Guided by an empirical analysis of the esteemed MNIST and CIFAR datasets, we demonstrate that the clustering accuracy via prediction exceeds 90%. We also achieve high accuracy for each client model compared to traditional federated distillation methods in settings where an apparent group structure exists. Performance increased by up to 75%, and the greater the difference in the data distribution between each group, the greater the advantage of our algorithm. We show that our algorithm is effective even when the data is sparse.
The main contributions of this paper are:
We propose the first federated distillation approach that utilizes the predictions of the clients model on public data to cluster clients.
We show that our approach results in successful clustering even when the boundaries between each client group are unclear.
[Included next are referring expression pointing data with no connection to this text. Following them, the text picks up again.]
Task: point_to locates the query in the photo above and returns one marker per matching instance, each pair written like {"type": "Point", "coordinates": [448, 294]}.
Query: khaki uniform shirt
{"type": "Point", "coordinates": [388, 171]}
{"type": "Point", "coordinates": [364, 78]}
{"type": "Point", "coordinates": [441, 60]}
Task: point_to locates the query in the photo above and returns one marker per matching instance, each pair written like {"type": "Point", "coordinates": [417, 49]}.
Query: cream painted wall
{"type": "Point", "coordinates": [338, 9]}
We demonstrate the effectiveness of our approach under challenging conditions such as insufficient data and ambiguous group boundaries. It also improves the performance of minority groups, bringing us closer to a fairer FL.
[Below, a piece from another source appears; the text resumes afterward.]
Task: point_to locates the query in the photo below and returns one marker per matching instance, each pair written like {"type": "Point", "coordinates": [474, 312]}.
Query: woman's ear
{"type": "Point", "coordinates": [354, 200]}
Our paper is organized as follows.
In
Section 2, we review the relevant literature on clustering techniques in federated learning and federated distillation methods.
In
Section 3, we formally define the problem and present the proposed clustered federated distillation algorithm using a label-based group structure.
In
Section 4, we evaluate the proposed method
- -
In
Section 4.1, we present the setup used in our experiments.
- -
In
Section 4.2, we compare the clustering accuracy of our algorithm with existing FL methods using clustering in a label-based group structure.
- -
In
Section 4.3, we compare the performance of our method with existing federated distillation methods in a label-based group structure.
In
Section 5, we summarize the main results and limitations and suggest directions for future work.
5. Discussion
In this study, we address the scenario of different data distributions between different client groups in federated distillation. We introduce a methodology that uses hierarchical clustering to categorize clients according to the number of labels predicted by each model for public data. This approach overcomes the limitations of traditional federated distillation techniques that assume a uniform data distribution when a label-based group structure exists. Our method can be used when different groups (e.g., demographic groups) have significantly different data distributions to ensure that all groups receive equally good results.
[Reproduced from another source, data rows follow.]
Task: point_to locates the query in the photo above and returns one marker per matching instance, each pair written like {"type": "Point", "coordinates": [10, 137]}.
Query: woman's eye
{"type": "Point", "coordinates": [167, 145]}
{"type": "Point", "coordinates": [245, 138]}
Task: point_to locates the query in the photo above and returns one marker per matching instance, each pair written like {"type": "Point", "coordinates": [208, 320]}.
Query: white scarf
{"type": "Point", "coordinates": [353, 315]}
The experiments show that the model correctly classifies groups with different labels. The accuracy of the model exceeds that of traditional methods when there is a clear cluster structure based on labels. In particular, the accuracy of a small number of groups, which is problematic in traditional federated distillation, is significantly improved. This may pave the way for fair FL. Furthermore, our method does not require knowledge of the number of clusters, making it applicable in a wider range of environments. However, as the group structure becomes less clear, the performance gap between our method and existing algorithms narrows. We will continue to improve our method to perform better in ambiguous group structures.
It would be an interesting research topic to combine our method with different data types, such as text, more complex images, or time series data. Our method could also be combined with data-free distillation where no public data exists. Our algorithm will also be very effective in the presence of malicious clients that send false predictions to the server. By creating a group of malicious clients, we can ensure that other clients are not affected by them.